「真梨?」
あたしを問い掛けるタカの声に、ハッと頭を切り替える。
周りを見れば、みんなあたしを見ている。
その視線だけでは、みんなが何を思っているのかわからない。
もちろん、隼が何を思っているのかもわからない。
でも、このお箸をくれたってことは、あたしがここに住むことはみんな認めたってことなんだろう。
「ありが、と…」
ポツリ、呟いたと共にお箸を受け取れば、蓮は口角を吊り上げた。
お箸を受け取ってしまえば、流石に食べないわけにはいかない。
少しだけ、と目の前に置かれた味噌汁を手に取って口へ運ぶ。
温かい味噌の味が口の中に広がれば、なんだかホッとした。
「美味しい…」
自然と緩んでいくあたしの頬に、タカは豪快に歯を見せて笑う。
「そりゃよかった。

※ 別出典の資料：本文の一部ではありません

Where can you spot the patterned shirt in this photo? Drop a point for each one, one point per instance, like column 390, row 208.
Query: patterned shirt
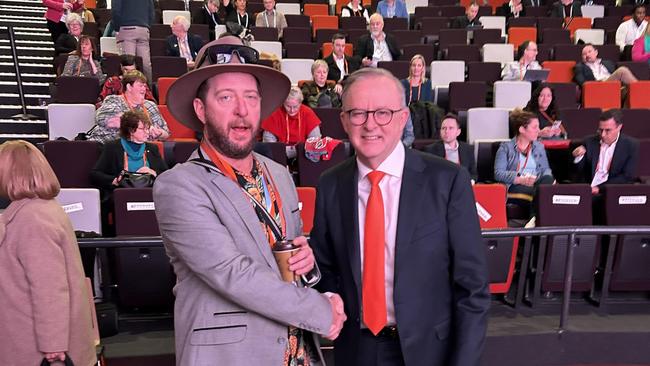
column 115, row 104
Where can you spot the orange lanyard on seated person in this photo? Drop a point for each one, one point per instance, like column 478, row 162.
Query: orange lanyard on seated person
column 229, row 172
column 299, row 127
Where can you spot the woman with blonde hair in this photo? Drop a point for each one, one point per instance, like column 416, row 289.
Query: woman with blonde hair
column 43, row 295
column 416, row 86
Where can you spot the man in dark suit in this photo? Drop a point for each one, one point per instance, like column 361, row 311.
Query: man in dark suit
column 340, row 65
column 181, row 43
column 593, row 68
column 397, row 235
column 388, row 49
column 620, row 154
column 469, row 19
column 566, row 9
column 207, row 14
column 450, row 148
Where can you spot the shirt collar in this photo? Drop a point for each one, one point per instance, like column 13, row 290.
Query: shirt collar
column 392, row 165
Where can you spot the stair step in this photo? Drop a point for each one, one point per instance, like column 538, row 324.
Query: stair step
column 7, row 111
column 31, row 127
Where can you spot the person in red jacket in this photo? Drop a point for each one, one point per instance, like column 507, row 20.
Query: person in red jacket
column 57, row 11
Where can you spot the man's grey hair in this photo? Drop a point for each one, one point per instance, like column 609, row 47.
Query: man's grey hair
column 72, row 18
column 372, row 72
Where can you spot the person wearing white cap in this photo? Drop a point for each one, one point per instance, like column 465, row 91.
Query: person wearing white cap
column 222, row 211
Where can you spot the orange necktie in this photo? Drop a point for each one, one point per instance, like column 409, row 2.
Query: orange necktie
column 373, row 291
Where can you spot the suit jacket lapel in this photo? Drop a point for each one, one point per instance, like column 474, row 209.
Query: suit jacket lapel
column 349, row 214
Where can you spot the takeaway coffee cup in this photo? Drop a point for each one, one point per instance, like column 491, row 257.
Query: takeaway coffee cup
column 282, row 251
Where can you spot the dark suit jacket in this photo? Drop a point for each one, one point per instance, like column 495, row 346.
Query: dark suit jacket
column 504, row 11
column 111, row 163
column 172, row 49
column 556, row 10
column 365, row 47
column 465, row 153
column 463, row 22
column 334, row 73
column 441, row 287
column 624, row 162
column 582, row 72
column 202, row 16
column 66, row 43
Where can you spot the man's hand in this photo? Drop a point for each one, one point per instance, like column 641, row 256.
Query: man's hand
column 338, row 316
column 579, row 151
column 54, row 356
column 303, row 261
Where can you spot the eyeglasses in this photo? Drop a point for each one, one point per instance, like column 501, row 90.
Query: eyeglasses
column 223, row 53
column 382, row 117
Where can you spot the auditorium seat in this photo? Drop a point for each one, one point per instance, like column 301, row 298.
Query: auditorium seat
column 331, row 123
column 565, row 205
column 487, row 124
column 466, row 95
column 76, row 90
column 501, row 253
column 76, row 175
column 639, row 95
column 561, row 71
column 627, row 204
column 309, row 172
column 580, row 122
column 68, row 120
column 307, row 205
column 601, row 94
column 511, row 94
column 143, row 275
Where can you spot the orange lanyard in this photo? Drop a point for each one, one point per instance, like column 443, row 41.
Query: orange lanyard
column 229, row 172
column 144, row 108
column 411, row 91
column 527, row 152
column 299, row 127
column 126, row 160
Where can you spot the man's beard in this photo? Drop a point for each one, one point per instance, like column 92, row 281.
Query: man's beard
column 218, row 137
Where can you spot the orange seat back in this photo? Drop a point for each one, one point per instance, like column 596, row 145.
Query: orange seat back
column 327, row 49
column 307, row 204
column 519, row 35
column 315, row 9
column 163, row 86
column 177, row 130
column 639, row 95
column 601, row 94
column 561, row 71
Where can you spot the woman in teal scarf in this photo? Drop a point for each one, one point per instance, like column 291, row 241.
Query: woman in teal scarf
column 641, row 48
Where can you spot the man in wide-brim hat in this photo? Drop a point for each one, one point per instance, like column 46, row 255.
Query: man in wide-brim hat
column 222, row 211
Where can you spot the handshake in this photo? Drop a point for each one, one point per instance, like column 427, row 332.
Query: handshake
column 338, row 316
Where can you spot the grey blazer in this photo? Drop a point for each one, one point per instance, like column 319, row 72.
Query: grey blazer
column 232, row 307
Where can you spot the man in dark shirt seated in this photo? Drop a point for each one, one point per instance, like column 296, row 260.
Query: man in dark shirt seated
column 450, row 148
column 181, row 43
column 469, row 19
column 608, row 156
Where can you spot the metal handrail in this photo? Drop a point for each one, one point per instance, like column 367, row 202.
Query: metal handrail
column 571, row 232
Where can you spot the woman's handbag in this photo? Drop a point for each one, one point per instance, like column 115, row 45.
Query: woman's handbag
column 67, row 362
column 136, row 180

作ったかいがあったな」
作った…?
それって…
「コレ、タカが作ったの?」
「あぁ」
「本当に?」
「本当だ」
「うそぉ」
「うそじゃねぇし」
目の前に並んだ料理を見る。
これを全部、タカが?
本当なら、あたしより上手いかもしれない。
もう一口、味噌汁を口に運ぶ。
――美味しい。
目の前が、霞んで見えて。
「真梨?」
「おい、しい…」
零れた言葉と共に、何か温かいものが頬を伝った。